Yacc is prematurely stopping lexer?

Question

I have a yacc file containing these rules:

%start program
.
.
.
statement
    : ';' { $$ = NULL; }
    | expression ';' { $$ = exprStmt($1); }
    | compound ';' { $$ = cmpndStmt($1); }
    ;

routine
    : routine statement { $$ = rtn($1, $2); }
    | { $$ = NULL; }
    ;

block
    : '{' routine '}' { $$ = $2; }
    ;

compound
    : block { $$ = cmpnd($1); }
    | if_cmpnd { $$ = $1; }
    ;

if_cmpnd
    : IF expression compound { $$ = ifcmpnd($2, $3); }
    | if_cmpnd ELSE compound { $$ = elsecmpnd($1, $3); }
    ;

program
    : routine { printf("YACC finish\n"); exit(0); }
    ;

For this parser, I gave a sample text file containing:

var a := 6
var b := 5
if a<5 {
b = 2
}
else {
b = 20
}

But during parsing, with debug, I got this output

.
.
.
--accepting rule at line 47 ("if")
--accepting rule at line 62 (" ")
--accepting rule at line 47 ("a")
--accepting rule at line 56 ("<")
--accepting rule at line 29 ("5")
--accepting rule at line 62 (" ")
--accepting rule at line 57 ("{")
--accepting rule at line 60 ("
")
--accepting rule at line 47 ("b")
--accepting rule at line 56 (" = ")
--accepting rule at line 29 ("2")
--accepting rule at line 60 ("
")
--accepting rule at line 57 ("}")
--accepting rule at line 60 ("
")
--accepting rule at line 47 ("else")
YACC finish

As it can be seen, the block after else is not lexed. But instead, if I replace "else" by something else like "if a>8" text is lexed till the EOF. I'm not getting the cause of it. Someone help me out please.

Answer 1

You complain that YACC is prematurely terminating.
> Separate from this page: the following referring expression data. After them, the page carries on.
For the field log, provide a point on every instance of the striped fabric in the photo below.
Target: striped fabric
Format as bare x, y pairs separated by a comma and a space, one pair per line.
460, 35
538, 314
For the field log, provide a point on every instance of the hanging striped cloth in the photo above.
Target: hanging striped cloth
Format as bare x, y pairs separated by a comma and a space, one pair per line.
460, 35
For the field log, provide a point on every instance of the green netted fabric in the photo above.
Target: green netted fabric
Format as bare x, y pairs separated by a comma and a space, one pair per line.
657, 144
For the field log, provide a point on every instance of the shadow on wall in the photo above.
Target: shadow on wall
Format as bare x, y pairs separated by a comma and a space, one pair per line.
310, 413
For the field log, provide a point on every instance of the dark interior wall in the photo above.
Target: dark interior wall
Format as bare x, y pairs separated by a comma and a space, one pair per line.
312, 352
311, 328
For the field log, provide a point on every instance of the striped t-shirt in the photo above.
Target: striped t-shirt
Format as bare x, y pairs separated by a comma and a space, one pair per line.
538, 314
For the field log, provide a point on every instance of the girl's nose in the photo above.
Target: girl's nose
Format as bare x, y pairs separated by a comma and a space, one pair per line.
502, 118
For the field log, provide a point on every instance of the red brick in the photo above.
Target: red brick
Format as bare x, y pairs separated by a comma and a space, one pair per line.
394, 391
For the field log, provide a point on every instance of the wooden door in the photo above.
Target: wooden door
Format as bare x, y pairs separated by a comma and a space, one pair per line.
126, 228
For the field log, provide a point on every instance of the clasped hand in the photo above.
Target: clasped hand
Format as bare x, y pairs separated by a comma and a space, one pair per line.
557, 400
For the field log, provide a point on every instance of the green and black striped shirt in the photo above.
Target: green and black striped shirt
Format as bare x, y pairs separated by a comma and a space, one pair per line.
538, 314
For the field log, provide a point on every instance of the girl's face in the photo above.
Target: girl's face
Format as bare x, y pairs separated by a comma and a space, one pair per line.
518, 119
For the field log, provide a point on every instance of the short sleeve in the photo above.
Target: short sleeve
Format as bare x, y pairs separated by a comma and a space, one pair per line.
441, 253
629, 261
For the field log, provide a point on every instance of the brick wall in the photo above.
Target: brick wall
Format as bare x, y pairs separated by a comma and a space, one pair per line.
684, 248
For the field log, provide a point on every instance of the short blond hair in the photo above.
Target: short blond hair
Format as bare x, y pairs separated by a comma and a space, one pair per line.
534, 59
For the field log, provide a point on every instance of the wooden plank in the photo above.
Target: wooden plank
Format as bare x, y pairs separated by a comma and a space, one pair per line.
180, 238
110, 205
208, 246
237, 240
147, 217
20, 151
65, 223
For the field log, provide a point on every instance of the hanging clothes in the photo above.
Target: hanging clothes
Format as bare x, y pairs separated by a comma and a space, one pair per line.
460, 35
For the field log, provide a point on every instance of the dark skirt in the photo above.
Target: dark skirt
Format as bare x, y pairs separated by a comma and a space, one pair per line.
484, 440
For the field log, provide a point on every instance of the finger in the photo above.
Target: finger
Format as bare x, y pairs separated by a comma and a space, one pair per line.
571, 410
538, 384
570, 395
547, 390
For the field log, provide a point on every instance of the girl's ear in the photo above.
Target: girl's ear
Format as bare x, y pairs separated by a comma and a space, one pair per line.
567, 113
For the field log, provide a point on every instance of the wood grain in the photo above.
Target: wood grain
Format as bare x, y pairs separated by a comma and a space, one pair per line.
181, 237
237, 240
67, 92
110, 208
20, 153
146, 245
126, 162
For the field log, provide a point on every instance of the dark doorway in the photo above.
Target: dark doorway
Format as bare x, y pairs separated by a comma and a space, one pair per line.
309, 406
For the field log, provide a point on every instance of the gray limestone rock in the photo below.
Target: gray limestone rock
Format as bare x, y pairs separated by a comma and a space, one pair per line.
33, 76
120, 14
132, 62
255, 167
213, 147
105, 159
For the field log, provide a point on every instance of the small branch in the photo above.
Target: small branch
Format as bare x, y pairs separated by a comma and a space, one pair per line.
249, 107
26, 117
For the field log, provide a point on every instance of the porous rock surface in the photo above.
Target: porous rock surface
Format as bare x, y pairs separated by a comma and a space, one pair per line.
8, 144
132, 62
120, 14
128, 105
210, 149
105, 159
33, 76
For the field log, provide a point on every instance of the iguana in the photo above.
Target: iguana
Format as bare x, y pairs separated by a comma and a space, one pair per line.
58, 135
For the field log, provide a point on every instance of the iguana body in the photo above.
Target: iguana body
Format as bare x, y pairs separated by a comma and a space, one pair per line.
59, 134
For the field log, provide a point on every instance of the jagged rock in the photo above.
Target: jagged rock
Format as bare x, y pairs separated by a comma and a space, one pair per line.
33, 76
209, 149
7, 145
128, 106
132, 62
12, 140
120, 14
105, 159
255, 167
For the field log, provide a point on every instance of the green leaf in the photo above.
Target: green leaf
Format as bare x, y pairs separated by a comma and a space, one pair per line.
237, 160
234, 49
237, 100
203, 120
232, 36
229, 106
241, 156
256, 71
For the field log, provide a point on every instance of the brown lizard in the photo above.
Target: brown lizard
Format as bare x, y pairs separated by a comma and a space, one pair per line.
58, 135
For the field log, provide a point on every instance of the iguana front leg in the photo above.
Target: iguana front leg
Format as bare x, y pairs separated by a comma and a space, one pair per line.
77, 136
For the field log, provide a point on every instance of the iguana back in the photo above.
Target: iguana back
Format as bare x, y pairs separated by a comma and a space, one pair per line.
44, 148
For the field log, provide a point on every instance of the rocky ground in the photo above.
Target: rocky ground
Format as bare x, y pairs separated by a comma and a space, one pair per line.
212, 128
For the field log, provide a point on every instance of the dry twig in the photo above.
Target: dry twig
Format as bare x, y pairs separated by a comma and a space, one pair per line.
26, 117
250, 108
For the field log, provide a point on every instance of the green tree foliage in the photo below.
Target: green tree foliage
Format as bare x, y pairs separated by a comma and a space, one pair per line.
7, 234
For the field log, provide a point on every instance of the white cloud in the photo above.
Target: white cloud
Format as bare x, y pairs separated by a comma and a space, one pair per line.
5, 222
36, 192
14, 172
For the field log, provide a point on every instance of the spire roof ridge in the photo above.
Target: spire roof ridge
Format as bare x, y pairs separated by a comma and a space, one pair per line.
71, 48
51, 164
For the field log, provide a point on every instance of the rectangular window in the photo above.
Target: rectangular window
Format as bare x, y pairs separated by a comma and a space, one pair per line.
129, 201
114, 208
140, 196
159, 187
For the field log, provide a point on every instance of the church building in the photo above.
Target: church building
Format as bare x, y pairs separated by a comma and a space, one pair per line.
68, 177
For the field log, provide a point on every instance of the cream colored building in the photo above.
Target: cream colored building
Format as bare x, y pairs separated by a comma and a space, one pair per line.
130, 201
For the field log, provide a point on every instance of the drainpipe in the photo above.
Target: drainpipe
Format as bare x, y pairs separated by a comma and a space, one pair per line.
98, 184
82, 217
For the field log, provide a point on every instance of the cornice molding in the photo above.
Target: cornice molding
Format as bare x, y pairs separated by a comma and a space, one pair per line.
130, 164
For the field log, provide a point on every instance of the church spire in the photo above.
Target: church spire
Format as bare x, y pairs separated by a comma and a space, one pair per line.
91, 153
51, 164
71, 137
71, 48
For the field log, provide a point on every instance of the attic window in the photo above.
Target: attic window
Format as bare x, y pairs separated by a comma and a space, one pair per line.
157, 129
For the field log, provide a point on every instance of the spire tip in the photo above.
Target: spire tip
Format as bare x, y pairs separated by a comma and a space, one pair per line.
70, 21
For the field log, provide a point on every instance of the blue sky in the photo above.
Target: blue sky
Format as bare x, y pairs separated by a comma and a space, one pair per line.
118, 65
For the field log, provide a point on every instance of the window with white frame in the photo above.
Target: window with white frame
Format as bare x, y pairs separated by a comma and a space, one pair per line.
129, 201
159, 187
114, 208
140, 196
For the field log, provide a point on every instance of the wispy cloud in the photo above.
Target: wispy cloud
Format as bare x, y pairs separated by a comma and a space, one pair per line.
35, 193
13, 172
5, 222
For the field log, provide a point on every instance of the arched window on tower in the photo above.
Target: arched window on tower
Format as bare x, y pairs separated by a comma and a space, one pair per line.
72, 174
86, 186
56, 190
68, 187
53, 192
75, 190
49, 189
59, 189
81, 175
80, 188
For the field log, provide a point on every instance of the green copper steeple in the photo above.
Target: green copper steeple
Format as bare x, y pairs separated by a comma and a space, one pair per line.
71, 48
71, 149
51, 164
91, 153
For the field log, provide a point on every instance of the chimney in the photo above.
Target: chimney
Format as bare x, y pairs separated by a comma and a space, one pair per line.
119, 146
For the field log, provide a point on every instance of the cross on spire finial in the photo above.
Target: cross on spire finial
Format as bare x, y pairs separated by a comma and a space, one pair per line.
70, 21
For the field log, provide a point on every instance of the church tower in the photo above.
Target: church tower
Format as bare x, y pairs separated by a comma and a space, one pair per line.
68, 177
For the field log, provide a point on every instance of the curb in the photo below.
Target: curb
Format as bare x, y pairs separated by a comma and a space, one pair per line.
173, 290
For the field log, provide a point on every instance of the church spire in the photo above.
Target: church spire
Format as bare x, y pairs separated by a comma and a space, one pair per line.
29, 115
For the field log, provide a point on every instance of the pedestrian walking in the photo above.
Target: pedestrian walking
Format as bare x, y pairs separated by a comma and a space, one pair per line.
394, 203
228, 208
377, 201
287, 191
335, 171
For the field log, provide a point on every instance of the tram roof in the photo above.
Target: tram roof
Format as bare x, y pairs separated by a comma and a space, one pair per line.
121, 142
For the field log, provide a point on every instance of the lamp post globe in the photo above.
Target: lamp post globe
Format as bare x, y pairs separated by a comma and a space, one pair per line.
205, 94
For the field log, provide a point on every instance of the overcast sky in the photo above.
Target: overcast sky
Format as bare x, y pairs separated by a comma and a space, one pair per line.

That's easily explained; your parser includes: (empasis added)

program
    : routine { printf("YACC finish\n"); exit(0); }

and the entire purpose of exit(0) is to terminate prematurely. So it's doing the job you asked it to do. However, it's hard to imagine a use case in which calling exit() from a parser action is correct, and the results you're getting show why.

It's particularly important to note that bison/yacc parsers (and especially bison parsers) may perform reductions before signalling an error, even in cases where the error token does not appear in the follow list for the production being reduced. That's probably the case here; had you not called exit(), you would have gotten a syntax error indication, which at least would have been less mysterious (and which could have been handled with an error-handling production in your grammar).

yyparse will return (with a return value of 0) if it manages to parse the entire input; it will return 1 if it encounters a syntax error and 2 if it detects memory over-use. (There are preprocessor symbols for these constants, but it is usually sufficient to test whether the return value of yyparse() was zero or not.) You should always allow the parser to return normally, to give it an opportunity to clean up allocated resources before returning.

You don't show your scanner, and the only trace you present is a trace of the scanner, not the parser. So it's not possible to know what token type the parser received when the scanner encountered the else token. Enabling parser traces instead of (or as well as) scanner traces would provide information more useful in debugging the parser (including the token type of each token passed to the parser).

However, I was struck by the fact that if and else are both handled by the same scanner action as your identifiers (at line 47 of your scanner description). That implies that your scanner does not have specific rules for each keyword. Presumably, you are doing something inefficient and error-prone like compare identifier tokens with each possible keyword in order to return the correct token type to the parser. But it's hard to do more than guess about this because of lack of information.